Das Schwärmen der Bienen ist ein essentieller Akt im Jahresablauf eines natürlich lebenden Bienenvolkes. In der Natur ist es auch so angelegt, dass nur ein Teil der Schwärme wirklich überleben wird. Nicht jeder Schwarm findet auch in der Wildnis eine dauerhaft geeignete Wohnung. In unserer ausgeräumten Kulturlandschaft ist dieses Problem jedoch eklatant. Würden wir die Bienen schwärmen lassen (sich natürlich vermehren lassen) dann würden noch viel mehr der Schwärme keine schützende Höhle finden und würden sterben. Aus Sicht des Imkers, der die Bienen als Nutztiere hält, würden schwärmende Völker oder zur Schwarmverhinderung geteilte Bienenvölker keinen oder nur sehr wenig Honigüberschuss erbringen. Damit wäre aus unserer Erfahrung das Ziel, dem Imker ein Einkommen zu ermöglichen, nicht mehr gegeben. Das könnte man evtl. mit deutlich höheren Honigpreisen ausgleichen. Aber es würde dann auch die Anzahl der Bienenvölker im Betrieb stetig wachsen, was nur durch ein Beseitigen (Auflösen) von anderen Völkern verhindert werden kann. Das halten wir in dieser Systhematik für nicht akzeptabel.

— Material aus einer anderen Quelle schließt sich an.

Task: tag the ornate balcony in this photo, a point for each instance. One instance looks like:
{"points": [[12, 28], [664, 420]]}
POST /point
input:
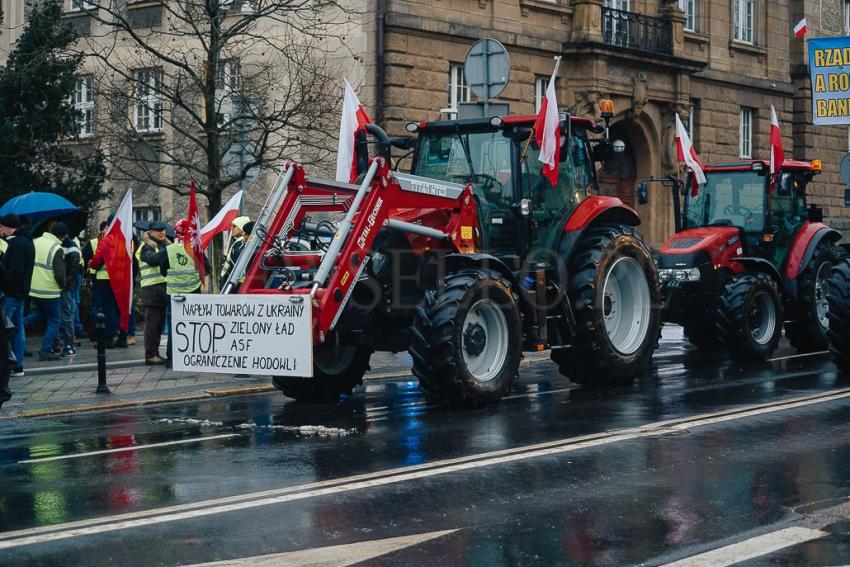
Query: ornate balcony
{"points": [[637, 31]]}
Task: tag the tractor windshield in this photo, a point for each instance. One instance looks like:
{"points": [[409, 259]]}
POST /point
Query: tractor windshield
{"points": [[729, 198]]}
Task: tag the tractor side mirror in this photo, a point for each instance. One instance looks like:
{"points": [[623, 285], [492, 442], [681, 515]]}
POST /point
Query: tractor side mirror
{"points": [[786, 185], [643, 193]]}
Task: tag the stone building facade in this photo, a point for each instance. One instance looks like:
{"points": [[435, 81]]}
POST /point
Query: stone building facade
{"points": [[719, 63]]}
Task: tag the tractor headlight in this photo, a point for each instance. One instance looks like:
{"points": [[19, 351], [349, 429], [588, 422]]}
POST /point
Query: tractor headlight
{"points": [[679, 275]]}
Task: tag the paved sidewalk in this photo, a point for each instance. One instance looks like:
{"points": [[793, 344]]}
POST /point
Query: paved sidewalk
{"points": [[69, 386]]}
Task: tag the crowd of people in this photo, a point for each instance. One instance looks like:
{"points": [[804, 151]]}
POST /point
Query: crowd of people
{"points": [[41, 278]]}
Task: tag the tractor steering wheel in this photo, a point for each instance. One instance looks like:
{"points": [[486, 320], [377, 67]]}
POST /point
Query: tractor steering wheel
{"points": [[487, 181]]}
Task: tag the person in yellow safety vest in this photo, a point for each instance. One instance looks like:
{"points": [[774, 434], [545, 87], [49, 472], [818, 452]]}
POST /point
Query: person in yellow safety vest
{"points": [[153, 289], [48, 281], [79, 331], [237, 242], [178, 268]]}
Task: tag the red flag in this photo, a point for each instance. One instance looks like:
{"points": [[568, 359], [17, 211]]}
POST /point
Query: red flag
{"points": [[777, 153], [686, 154], [192, 240], [547, 129], [221, 222], [801, 28], [116, 248], [354, 119]]}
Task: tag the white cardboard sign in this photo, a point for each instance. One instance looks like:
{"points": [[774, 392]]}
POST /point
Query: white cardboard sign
{"points": [[242, 334]]}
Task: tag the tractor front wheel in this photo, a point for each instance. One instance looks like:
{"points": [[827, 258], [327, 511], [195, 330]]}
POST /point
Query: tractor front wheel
{"points": [[614, 291], [808, 331], [749, 317], [839, 315], [336, 371], [466, 339]]}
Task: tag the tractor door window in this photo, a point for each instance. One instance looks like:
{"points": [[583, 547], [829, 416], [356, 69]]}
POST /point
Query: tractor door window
{"points": [[735, 198], [483, 159], [550, 205]]}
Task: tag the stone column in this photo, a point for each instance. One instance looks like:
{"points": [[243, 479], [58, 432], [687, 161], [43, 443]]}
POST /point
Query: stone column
{"points": [[671, 11], [587, 21]]}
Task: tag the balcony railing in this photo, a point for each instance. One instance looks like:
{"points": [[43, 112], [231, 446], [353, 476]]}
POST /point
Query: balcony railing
{"points": [[637, 31]]}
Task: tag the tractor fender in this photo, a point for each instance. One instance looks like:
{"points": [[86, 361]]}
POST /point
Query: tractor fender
{"points": [[484, 261], [763, 266], [593, 211], [802, 250]]}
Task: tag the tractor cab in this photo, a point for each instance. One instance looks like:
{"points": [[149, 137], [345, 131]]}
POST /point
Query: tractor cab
{"points": [[519, 210], [739, 195]]}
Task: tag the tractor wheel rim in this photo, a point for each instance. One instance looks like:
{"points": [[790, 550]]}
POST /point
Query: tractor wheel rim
{"points": [[822, 296], [485, 363], [762, 318], [626, 305], [334, 361]]}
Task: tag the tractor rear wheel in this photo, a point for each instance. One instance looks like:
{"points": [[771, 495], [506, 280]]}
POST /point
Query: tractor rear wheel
{"points": [[336, 371], [466, 339], [749, 316], [839, 315], [614, 291], [808, 332]]}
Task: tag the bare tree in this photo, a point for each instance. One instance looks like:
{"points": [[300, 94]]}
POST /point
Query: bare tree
{"points": [[214, 90]]}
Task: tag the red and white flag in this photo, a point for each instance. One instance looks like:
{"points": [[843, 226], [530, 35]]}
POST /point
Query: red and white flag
{"points": [[687, 154], [777, 153], [547, 130], [222, 220], [117, 255], [192, 240], [354, 119], [801, 28]]}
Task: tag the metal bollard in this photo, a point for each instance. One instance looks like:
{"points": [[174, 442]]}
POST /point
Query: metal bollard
{"points": [[100, 328]]}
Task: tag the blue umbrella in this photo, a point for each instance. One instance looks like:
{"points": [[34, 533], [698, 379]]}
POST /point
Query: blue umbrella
{"points": [[37, 205]]}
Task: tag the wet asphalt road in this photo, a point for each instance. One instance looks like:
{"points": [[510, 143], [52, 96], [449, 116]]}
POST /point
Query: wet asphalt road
{"points": [[554, 475]]}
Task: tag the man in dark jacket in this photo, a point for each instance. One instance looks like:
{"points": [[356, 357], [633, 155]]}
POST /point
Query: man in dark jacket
{"points": [[152, 283], [73, 268], [18, 262]]}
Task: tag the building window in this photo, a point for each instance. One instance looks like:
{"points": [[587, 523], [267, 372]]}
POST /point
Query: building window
{"points": [[79, 5], [458, 89], [227, 85], [744, 11], [147, 103], [83, 102], [540, 84], [144, 215], [689, 7], [746, 133]]}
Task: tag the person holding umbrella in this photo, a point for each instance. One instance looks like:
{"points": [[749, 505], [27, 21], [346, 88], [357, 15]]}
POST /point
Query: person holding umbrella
{"points": [[18, 262]]}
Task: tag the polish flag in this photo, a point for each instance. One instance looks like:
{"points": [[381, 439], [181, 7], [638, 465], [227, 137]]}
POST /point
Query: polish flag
{"points": [[221, 222], [801, 28], [192, 241], [117, 253], [687, 154], [547, 130], [777, 153], [354, 119]]}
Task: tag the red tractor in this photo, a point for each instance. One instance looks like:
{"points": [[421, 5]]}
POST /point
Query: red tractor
{"points": [[748, 257], [466, 262]]}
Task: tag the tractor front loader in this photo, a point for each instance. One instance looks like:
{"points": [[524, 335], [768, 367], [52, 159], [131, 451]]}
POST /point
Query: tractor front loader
{"points": [[467, 262]]}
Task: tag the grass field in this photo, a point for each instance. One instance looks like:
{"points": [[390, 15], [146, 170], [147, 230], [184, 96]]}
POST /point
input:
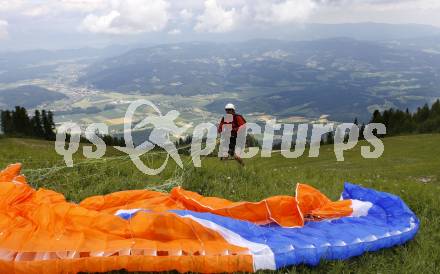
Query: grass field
{"points": [[409, 167]]}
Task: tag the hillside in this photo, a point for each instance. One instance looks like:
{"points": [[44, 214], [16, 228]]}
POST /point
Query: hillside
{"points": [[283, 78], [27, 96], [409, 168]]}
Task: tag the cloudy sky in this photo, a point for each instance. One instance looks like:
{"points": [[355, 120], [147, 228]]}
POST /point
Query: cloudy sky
{"points": [[75, 23]]}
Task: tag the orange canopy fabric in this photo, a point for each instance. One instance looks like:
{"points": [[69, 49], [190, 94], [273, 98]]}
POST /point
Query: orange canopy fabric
{"points": [[40, 232]]}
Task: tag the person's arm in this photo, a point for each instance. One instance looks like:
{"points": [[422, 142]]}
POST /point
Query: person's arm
{"points": [[239, 122], [220, 126]]}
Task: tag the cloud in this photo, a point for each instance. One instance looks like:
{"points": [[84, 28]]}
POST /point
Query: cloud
{"points": [[186, 15], [215, 18], [175, 32], [3, 29], [284, 12], [129, 17], [10, 5]]}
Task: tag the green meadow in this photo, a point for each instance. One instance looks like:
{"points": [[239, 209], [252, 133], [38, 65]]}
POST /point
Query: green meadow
{"points": [[409, 168]]}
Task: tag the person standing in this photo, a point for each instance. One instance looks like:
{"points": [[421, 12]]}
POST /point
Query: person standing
{"points": [[237, 121]]}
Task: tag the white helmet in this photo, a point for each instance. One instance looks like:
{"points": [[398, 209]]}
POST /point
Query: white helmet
{"points": [[230, 106]]}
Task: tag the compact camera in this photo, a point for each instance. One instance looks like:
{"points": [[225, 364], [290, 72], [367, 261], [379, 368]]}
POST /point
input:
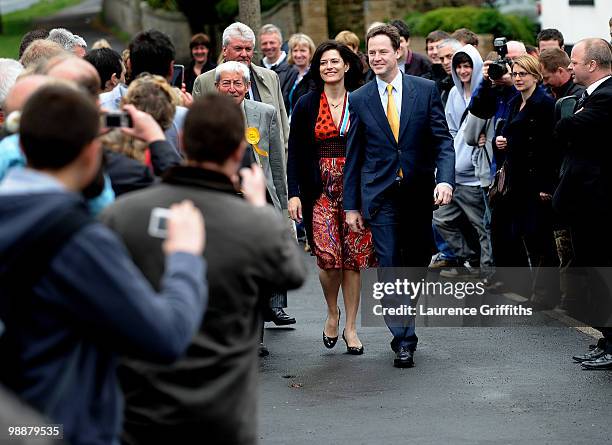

Entnahme von einer Brutwabe mit Bienen von einem starken Bienenvolk zur Erstellung eines neuen Bienenvolkes zum Ausgleich von Verlusten während des Winters und im Jahresverlauf (Ziel 25%). Das entspricht, populär gesprochen, dem Wegnehmen eines Stecklings beim Kaktus.
Drohnenbrutentnahme und damit Vernichtung der männlichen Bienenbrut zur Reduzierung des Varroabefalls
um den Bienen Erleichterung zu verschaffen. Die Varroamilbe vermehrt sich mehr als doppelt so schnell in der Drohnenbrut als in der Arbeiterinnenbrut und bedroht das Überleben des Volkes. Wir sind auf gutem Weg, unsere Behandlung gegen die Varroa so organisiert zu haben, dass wir zumindest zum Teil drauf verzichten können und arbeiten weiter daran das zu verbessern.
Verwendung des Absperrgitters um der Königin den Zutritt zum Honigbereich zu verwehren.
Aus unserer Sicht eine kleine Einschränkung für die Königin aber dafür ein Gewinn für das Honigaroma. So können wir den Honig aus unbebrüteten Waben gewinnen.
Womit wir in der Einschätzung noch ringen und die ethische Bewertung für uns noch nicht abschließend beurteilen können. Von daher kommt dies bei uns aktuell nicht als Standardmethode zur Anwendung:
Die Entnahme und Vernichtung der kompletten Bienenbrut im Spätsommer
als standardisierte Maßnahme zur Bekämpfung der Varroamilbe, dem tödlichen Parasiten der Biene. Es gibt u.E. Mittel zur Behandlung, die im Regelfall keinen solch massiven Eingriff in das Bienenvolk benötigen, aber auch nicht wirklich unproblematisch für die Bienen sind. Letztlich schadet die Brutentnahme dem Fortbestand des Bienenvolkes nicht, auch wenn sein Lebensplan eine gravierende Störung erfährt.
Was auch zur Ethik in der Imkerei gehört…
ist die Voraussetzung, dass man mit einer im Familienbetrieb geführten Imkerei den Lebensunterhalt der Familie erwirtschaften kann.
Dass man nicht durch ein massives Schneller, Mehr und Billiger dazu gezwungen wird, die ethischen Grundsätze im Umgang mit Mensch und Tier (Bienen) über Bord zu werfen.
Mitarbeitern zu beschäftigen, die selber sachkundig im Umgang mit Bienen sind
oder falls diese es nicht sind, sie den sachkundigen Mitarbeitern nur zuarbeiten bzw. unter sachkundiger Aufsicht Eingriffe ins Bienenvolk nach Anweisung durchführen zu lassen.
Ausbeutung von Mitarbeitern und Selbstausbeutung sind keine gangbaren Wege.
Das wird weitergeführt und noch vervollständigt.